Dalla secessione in casa unionista nasce un nuovo gruppo consiliare
Nessun simbolo e nessun nome, per ora. Per i dissidenti oramai ex UV è il momento di contarsi e scoprire su quanti consiglieri potranno fare affidamento quando, durante il primo consiglio regionale del 2013, terranno a battesimo il nuovo gruppo consiliare. Si chiude così l’assemblea tenutasi oggi a Fénis. Tra le persone che hanno partecipato, per ascoltare o per intervenire, anche Cesare Dujany, Renato Favre, Jeannette Fosson. “Non mettiamo limiti alla provvidenza” afferma Luciano Caveri al termine del dibattito a porte chiuse. “Magari saranno in cinque, o chissà, vedremo chi aderirà”. Il documento di sintesi prodotto dal gruppo assegna agli eletti il compito di “formulare proposte concrete per ridare slancio ad identità, principi e valori alla base dell’UV e di tradurli in un progetto politico rinnovato da un’azione fondata su metodi e approcci realmente democratici”. E’ un appello a tutti gli eletti, ai giovani che non si avvicinano più alla politica, agli unionisti senior che se ne stanno allontanando e a tutti coloro che reclamano a gran voce “metodi differenti nella vita politica”.

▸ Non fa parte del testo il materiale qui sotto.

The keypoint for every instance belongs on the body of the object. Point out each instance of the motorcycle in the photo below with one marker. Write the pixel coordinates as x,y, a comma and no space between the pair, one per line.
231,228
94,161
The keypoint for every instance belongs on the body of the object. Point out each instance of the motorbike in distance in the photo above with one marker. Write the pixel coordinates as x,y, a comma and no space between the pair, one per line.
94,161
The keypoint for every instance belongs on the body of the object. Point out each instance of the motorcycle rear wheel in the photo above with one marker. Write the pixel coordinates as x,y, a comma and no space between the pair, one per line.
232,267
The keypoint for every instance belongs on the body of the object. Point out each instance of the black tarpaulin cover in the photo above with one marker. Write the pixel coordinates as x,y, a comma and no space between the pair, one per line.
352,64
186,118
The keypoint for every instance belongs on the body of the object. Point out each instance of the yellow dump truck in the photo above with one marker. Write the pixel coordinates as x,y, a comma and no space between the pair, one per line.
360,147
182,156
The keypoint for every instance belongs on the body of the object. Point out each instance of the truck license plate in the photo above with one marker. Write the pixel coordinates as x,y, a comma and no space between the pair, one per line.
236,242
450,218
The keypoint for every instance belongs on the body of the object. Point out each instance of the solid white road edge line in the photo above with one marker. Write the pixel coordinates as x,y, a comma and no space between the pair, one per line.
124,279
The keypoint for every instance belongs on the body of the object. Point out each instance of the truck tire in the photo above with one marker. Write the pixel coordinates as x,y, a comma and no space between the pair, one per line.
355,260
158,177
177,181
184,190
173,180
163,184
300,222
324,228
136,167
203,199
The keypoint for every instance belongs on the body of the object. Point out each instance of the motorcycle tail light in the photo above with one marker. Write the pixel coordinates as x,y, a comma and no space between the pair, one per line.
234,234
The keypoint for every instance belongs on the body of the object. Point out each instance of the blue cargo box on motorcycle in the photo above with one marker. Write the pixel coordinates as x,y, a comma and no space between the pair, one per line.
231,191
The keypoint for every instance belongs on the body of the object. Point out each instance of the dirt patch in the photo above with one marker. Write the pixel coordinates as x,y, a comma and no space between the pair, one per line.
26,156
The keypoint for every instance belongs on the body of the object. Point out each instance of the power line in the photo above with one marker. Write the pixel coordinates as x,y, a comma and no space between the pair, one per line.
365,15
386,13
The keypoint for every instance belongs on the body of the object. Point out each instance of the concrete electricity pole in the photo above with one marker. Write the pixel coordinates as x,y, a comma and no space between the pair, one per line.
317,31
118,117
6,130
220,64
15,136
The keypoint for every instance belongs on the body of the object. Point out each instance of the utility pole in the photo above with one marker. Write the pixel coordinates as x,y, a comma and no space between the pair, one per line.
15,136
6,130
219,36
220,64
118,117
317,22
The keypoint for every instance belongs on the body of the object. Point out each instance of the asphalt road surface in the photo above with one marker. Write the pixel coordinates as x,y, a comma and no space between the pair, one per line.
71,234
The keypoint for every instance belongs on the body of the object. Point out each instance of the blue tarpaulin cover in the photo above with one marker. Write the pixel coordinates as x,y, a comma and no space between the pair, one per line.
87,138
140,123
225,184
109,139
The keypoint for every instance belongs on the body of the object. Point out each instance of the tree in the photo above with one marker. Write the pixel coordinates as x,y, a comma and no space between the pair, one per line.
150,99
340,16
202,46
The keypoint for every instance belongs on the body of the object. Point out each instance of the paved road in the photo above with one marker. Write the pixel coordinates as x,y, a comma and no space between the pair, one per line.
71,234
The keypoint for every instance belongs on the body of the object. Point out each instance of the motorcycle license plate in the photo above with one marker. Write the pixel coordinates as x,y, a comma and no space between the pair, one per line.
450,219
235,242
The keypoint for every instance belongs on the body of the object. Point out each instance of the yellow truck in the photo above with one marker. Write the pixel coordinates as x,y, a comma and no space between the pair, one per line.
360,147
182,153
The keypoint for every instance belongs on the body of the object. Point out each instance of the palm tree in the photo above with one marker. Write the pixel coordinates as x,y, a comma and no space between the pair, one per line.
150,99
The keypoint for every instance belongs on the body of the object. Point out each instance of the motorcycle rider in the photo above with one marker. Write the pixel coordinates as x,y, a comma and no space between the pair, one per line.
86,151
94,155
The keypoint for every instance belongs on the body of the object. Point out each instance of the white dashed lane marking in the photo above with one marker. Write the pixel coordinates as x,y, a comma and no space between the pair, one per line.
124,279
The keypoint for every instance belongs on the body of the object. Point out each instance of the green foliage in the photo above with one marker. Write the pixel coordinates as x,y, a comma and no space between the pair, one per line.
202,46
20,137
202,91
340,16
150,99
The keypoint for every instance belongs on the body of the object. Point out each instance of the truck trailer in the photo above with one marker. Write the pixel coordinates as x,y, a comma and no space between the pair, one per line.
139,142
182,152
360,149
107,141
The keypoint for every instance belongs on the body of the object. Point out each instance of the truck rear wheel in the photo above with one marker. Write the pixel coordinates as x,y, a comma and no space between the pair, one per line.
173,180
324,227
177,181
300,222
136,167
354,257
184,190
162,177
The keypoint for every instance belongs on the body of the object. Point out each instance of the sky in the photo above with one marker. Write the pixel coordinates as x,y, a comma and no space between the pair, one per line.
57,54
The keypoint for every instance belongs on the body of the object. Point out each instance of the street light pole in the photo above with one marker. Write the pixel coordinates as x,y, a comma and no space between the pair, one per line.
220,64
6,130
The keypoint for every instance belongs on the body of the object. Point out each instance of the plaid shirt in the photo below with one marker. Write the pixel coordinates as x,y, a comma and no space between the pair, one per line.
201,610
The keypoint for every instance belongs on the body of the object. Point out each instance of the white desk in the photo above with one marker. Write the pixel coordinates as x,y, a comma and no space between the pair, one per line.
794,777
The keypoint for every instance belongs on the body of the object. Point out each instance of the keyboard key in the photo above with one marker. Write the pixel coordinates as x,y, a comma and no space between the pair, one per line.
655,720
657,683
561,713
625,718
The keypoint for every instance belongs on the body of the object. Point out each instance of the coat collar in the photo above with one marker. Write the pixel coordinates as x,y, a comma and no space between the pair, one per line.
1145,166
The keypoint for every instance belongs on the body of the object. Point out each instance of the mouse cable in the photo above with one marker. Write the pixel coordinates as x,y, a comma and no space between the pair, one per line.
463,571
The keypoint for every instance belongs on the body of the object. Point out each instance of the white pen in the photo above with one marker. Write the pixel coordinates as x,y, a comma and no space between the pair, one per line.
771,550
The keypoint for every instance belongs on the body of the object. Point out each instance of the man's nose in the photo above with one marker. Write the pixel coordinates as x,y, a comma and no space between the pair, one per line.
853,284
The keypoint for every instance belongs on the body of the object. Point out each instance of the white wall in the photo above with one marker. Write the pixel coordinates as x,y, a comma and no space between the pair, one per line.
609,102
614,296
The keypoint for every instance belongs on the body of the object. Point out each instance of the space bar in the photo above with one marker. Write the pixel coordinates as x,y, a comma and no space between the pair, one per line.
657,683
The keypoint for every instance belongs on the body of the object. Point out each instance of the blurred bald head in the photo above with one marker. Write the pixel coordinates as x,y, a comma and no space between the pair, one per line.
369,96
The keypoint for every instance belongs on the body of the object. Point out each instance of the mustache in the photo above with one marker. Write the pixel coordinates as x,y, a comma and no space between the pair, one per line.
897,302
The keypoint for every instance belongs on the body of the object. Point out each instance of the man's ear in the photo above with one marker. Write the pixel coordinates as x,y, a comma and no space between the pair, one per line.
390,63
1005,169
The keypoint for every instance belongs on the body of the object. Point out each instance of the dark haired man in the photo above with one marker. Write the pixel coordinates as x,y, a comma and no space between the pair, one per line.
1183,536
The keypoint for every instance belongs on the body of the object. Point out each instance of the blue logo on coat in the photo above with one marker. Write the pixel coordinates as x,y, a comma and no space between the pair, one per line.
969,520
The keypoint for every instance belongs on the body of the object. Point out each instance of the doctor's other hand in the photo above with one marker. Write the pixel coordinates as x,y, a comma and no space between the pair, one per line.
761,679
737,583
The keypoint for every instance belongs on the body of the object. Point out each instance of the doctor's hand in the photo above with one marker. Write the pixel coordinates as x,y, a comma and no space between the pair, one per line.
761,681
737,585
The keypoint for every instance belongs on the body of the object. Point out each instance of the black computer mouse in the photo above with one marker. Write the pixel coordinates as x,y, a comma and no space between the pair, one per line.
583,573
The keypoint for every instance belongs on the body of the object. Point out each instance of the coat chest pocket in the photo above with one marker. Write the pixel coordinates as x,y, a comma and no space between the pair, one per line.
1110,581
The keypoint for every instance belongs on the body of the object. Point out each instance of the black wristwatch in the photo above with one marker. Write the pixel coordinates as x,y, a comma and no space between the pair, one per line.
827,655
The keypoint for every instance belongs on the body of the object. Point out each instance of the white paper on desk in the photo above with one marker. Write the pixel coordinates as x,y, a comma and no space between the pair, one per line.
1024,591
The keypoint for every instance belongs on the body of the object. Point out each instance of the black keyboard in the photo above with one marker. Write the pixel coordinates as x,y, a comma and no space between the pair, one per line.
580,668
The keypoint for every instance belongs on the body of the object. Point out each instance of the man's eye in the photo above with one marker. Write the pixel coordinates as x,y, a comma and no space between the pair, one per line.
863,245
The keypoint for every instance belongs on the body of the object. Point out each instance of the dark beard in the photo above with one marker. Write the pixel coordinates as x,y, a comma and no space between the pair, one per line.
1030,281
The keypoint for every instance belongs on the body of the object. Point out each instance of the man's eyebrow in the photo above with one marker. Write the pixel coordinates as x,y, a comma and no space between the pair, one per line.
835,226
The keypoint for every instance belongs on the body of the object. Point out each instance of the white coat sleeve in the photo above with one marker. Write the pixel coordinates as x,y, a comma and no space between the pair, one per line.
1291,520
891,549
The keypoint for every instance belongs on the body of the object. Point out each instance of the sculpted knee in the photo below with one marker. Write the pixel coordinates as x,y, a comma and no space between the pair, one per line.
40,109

Sarà un progetto autonomista e progressista: l’alleanza con il Pdl è uno dei rospi mandati giù a fatica da questa parte dell’Union. La questione rientra a gran titolo negli elementi di disaccordo evidenziati da Viérin durante il suo discorso alla presenza di simpatizzanti e giornalisti. Gli altri sono la gestione del referendum, ovvero l’appello al non voto e la successiva “ricerca di capri espiatori”, e la mancanza di un confronto e di un dibattito riguardanti, in particolare, l’approvazione del bilancio, la designazione del nuovo presidente del consiglio regionale, la riforma degli enti locali, la riduzione dei costi della politica, la riforma della dirigenza e l’esternalizzazione dei cantieri forestali. Tutte decisioni, hanno sottolineato i dissidenti, piovute dall’alto. “Con la scusa dell’eterna emergenza e dell’esigenza di fare fronte unito ad ogni costo, ci costringono spesso ad avallare posizioni con cui siamo in disaccordo senza darci possibilità di espressione, e quando riusciamo a dire la nostra partono le telefonate, le accuse e i processi alle streghe” ha sostenuto Viérin. “Noi questi discorsi li facciamo prima delle elezioni, e non dopo, a giochi conclusi, è una questione di coerenza e correttezza. Quando ho rassegnato le dimissioni da più parti mi hanno chiesto di ripensarci, chiedendomi “Che cosa vuoi?”. E’ proprio questo tipo di mentalità che contestiamo”.